Bedeutsame Wandmalereien
Schummriges Zwielicht empfängt den Besucher der Kirche St. Martin beim Eintreten. Haben sich die Augen einmal an die Lichtverhältnisse gewöhnt, fallen die drei vollständig bemalten Kirchenwände auf.
Die Wandmalereien von St. Martin sind in einem schlechten Zustand. Aus der Zeit zwischen 1300 und 1600 stammend, sind sie heute verblichen, übermalt und zum Teil zerstört. Dabei sind sie von grosser Bedeutung. Sie sind das früheste und vollständigste Beispiel in der Innerschweiz für die Ausmalung eines mittelalterlichen Kirchenraums.
Die Wandmalereien erfüllen weniger den Sinn einer Armenbibel, die dem leseunkundigen Kirchengänger die Heilsgeschichte vor Augen führt. Ihr Thema sind vielmehr die vier letzten Dinge, wie sie in der Vorstellung von Gläubigen vorkommen: der Tod als Schnitter, das Gericht in der Figur des Heiligen Michael mit der Seelenwaage, der Himmel mit Christus und Maria sowie die Hölle, in der die Verdammten Qualen erleiden.

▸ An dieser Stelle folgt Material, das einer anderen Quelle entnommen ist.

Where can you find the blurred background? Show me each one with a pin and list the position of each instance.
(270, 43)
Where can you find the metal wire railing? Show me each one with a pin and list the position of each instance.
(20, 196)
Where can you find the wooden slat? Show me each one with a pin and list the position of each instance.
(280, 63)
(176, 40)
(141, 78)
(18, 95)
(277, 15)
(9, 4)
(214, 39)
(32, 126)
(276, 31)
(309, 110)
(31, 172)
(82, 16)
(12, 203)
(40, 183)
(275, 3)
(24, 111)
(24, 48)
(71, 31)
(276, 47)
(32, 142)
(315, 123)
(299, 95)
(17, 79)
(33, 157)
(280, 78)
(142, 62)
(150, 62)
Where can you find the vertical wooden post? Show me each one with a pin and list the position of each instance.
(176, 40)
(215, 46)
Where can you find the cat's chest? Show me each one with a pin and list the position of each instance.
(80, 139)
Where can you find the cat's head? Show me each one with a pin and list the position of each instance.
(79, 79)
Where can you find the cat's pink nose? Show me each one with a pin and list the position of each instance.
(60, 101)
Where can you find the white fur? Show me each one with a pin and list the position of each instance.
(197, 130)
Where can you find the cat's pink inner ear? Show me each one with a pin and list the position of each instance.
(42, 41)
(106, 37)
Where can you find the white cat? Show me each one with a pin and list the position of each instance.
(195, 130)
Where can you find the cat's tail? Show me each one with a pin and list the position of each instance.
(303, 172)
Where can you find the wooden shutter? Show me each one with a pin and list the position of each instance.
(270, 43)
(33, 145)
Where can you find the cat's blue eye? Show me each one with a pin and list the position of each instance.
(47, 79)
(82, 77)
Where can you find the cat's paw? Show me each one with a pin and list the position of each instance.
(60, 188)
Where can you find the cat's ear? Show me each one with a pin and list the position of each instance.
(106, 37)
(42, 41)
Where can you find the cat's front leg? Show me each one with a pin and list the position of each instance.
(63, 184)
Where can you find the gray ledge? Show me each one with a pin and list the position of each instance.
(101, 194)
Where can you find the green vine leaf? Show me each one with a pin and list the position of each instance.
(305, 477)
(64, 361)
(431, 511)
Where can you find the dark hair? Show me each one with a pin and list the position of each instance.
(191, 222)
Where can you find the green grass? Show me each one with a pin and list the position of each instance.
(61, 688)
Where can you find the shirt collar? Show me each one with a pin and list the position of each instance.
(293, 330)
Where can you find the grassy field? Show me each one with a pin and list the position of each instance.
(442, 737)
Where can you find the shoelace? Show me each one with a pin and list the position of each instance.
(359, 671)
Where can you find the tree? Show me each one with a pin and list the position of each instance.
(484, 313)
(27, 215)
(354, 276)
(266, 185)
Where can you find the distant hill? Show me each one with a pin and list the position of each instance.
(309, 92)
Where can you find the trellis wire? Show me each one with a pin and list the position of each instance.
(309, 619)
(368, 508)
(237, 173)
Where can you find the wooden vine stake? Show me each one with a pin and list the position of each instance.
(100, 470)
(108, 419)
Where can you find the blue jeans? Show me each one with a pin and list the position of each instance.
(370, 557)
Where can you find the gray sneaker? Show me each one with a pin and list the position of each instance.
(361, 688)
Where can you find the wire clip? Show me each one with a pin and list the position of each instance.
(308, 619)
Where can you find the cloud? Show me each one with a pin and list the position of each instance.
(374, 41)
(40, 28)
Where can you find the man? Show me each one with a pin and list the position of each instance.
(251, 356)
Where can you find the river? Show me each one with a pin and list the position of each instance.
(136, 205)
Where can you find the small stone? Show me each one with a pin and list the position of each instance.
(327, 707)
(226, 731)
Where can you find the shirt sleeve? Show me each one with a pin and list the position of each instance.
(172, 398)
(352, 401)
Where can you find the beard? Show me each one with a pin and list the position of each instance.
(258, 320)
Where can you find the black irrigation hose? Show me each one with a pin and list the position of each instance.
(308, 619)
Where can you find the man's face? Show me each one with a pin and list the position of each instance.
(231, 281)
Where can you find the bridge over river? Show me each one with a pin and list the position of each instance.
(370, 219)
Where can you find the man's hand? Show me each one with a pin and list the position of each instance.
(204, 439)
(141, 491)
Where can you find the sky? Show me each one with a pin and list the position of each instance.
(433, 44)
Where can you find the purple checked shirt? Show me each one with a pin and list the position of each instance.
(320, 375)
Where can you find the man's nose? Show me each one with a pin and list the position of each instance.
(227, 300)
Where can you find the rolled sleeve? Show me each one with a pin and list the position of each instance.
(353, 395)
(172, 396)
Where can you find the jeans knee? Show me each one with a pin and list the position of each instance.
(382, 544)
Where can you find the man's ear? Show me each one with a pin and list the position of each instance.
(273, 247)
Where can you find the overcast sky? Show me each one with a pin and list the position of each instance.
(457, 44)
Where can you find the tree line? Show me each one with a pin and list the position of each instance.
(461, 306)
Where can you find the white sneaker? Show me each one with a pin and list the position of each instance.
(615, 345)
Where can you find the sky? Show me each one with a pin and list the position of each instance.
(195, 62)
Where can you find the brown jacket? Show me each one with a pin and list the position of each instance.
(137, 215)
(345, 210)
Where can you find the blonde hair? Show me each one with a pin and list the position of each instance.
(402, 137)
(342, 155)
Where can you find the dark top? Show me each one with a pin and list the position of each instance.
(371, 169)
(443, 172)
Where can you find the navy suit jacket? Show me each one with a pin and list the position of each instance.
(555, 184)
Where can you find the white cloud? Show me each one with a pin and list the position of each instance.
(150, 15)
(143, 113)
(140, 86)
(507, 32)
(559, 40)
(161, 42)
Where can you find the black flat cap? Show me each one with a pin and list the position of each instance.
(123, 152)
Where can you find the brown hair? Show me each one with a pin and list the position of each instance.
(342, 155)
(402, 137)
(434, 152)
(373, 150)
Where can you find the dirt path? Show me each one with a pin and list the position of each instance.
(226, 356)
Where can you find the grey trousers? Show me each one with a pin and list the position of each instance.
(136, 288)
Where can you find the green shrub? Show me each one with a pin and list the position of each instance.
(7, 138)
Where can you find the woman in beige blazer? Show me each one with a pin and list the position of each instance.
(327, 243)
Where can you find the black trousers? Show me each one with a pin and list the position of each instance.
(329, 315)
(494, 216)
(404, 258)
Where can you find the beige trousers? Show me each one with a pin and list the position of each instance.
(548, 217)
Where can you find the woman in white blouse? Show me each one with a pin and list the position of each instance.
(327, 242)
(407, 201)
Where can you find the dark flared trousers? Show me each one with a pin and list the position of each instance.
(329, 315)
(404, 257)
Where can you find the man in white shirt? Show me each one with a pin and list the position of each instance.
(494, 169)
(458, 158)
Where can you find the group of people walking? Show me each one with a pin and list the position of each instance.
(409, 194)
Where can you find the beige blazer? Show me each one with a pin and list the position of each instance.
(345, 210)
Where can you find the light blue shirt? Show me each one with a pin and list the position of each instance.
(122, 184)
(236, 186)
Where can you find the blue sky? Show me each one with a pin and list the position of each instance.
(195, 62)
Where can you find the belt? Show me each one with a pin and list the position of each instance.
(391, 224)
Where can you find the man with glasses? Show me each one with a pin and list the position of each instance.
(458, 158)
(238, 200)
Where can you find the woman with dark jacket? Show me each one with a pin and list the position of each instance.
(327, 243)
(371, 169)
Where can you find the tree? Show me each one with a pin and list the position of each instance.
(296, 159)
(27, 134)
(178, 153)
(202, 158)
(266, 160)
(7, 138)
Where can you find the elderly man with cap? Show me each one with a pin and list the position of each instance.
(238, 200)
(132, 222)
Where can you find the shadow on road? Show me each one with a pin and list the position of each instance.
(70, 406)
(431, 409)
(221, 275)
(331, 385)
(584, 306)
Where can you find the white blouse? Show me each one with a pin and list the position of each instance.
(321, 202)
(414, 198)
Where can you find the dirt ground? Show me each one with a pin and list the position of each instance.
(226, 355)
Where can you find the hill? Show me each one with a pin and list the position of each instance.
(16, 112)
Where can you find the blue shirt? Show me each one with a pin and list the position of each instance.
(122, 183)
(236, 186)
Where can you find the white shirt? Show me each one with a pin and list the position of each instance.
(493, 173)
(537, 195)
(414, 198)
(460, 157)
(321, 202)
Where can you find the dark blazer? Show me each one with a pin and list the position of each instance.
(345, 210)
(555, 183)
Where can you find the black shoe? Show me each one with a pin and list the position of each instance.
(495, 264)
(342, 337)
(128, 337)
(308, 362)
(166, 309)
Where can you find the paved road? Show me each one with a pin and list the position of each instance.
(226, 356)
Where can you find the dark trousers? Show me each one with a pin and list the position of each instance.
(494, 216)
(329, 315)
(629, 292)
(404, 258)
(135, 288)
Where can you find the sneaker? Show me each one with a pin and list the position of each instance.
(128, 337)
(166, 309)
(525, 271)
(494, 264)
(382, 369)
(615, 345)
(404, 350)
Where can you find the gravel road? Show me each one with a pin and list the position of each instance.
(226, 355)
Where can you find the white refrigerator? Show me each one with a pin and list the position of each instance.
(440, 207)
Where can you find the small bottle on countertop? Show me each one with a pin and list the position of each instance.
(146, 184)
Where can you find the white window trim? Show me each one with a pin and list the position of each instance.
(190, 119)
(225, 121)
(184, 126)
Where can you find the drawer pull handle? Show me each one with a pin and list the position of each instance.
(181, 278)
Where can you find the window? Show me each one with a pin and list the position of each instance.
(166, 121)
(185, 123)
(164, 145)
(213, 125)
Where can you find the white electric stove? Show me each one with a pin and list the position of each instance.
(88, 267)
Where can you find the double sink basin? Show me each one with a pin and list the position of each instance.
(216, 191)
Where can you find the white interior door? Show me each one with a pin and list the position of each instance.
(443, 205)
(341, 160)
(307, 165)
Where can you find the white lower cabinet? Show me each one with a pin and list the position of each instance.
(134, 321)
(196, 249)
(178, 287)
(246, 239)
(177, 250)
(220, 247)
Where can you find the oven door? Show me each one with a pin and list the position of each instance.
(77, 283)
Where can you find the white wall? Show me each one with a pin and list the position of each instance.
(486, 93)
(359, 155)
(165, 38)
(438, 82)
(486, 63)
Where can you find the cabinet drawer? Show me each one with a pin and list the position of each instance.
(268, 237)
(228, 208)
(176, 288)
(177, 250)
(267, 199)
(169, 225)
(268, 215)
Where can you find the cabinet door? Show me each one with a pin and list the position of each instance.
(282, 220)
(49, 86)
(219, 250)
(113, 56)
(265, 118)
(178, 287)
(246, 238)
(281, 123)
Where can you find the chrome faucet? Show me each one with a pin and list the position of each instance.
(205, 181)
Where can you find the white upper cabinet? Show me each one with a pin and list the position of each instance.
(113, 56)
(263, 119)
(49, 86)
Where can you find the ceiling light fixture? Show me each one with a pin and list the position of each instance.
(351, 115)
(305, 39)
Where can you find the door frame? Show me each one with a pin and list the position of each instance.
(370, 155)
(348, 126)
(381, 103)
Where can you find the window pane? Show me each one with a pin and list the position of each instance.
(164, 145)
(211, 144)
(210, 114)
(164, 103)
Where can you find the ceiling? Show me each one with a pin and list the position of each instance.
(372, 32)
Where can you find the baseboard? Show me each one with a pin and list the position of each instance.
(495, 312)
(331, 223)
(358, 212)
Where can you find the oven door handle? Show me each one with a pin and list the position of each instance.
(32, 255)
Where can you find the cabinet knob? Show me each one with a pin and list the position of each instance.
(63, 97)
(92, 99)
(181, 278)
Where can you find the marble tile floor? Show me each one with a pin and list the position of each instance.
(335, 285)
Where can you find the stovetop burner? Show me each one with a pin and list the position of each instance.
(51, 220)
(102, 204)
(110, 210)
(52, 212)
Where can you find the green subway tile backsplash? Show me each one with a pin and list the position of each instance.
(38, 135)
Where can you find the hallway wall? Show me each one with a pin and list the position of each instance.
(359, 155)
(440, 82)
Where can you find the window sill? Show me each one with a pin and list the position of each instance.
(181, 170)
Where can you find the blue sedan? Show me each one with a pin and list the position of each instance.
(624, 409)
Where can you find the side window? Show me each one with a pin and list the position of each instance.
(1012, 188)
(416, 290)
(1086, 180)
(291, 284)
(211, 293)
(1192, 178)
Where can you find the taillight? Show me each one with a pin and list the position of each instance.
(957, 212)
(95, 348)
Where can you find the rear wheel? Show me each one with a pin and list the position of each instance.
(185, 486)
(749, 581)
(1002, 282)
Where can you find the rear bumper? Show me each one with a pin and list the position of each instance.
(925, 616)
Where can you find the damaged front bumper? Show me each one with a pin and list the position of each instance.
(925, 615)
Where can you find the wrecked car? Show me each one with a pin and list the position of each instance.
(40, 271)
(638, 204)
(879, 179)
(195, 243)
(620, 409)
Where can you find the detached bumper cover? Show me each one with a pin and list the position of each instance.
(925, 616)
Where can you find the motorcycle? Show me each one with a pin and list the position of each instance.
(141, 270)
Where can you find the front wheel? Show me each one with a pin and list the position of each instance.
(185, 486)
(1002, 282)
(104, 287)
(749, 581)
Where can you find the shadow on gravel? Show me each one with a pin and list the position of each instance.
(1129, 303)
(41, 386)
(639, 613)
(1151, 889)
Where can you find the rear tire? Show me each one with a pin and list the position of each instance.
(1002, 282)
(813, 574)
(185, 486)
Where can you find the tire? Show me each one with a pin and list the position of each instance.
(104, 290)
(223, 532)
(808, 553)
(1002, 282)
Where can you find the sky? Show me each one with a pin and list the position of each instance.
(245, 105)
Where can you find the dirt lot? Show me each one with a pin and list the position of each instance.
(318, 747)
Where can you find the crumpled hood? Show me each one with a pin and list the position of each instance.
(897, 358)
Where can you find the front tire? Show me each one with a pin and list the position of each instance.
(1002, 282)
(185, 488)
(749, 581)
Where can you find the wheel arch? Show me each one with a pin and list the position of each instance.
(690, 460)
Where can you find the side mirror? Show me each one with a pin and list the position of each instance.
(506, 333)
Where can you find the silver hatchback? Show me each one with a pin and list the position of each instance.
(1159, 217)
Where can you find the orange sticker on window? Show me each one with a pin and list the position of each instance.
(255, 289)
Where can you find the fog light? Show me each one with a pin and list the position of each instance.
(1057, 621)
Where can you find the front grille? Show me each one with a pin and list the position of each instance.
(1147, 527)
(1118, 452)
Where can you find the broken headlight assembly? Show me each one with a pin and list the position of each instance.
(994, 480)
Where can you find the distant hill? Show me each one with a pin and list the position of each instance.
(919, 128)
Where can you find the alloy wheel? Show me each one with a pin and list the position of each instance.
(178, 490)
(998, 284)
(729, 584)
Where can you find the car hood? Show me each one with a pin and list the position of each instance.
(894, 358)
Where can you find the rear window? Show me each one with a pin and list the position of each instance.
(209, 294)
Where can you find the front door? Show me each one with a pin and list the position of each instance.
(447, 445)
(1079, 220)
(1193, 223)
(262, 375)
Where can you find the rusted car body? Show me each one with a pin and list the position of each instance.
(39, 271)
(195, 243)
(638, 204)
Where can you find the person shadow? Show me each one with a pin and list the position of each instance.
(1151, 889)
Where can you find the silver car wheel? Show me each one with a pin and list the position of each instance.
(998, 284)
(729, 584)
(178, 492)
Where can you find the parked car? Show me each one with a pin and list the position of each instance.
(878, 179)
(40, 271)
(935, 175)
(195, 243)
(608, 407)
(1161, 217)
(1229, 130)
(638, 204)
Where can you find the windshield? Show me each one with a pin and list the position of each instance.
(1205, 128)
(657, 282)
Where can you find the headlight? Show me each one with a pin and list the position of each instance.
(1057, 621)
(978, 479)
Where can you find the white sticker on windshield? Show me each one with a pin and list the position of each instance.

Drei Wandmalereien sind besonders imposant und stechen hervor:
- Der Heilige Christophorus, überlebensgross an der Nordwand dargestellt, verkörpert Hoffnung und Schutz vor dem Höllenschicksal. Sein Anblick sollte den Betrachter vor dem jähen, unvorbereiteten Tod bewahren – ein Tod, den die Menschen im Mittelalter im Gegensatz zum «wohlvorbereiteten Tod» fürchteten.
- An der Südwand begegnen drei lebende Edelleute drei Toten. Ein klassisches «Memento mori»: Die Toten erinnern die Edelleute an die Vergänglichkeit des Lebens und mahnen, ihren ausschweifenden Lebenswandel zu überdenken. Die Legende der drei Lebenden und drei Toten breitete sich ab 1250 von Frankreich über Westeuropa aus. Die Darstellung auf Kirchbühl gehört zu den frühesten monumentalen Darstellungen dieses Themas ausserhalb Frankreichs.
Stilistisch gehören die Wandmalereien der sogenannten Manesse-Zeit der berühmten Heidelberger Liederhandschrift an. Vergleichbar mit den Wandmalereien sind die leicht jüngeren Wandmalereien in Büron LU, die trotz besser erhaltener Farbigkeit nur ein Bruchstück darstellen, sowie das Fragment einer Christophorus-Darstellung im Kreuzgang des Luzerner Franziskaner-Klosters.
Quelle: Bergmann Uta. Kirchbühl bei Sempach. Schweizerischer Kunstführer, 2021.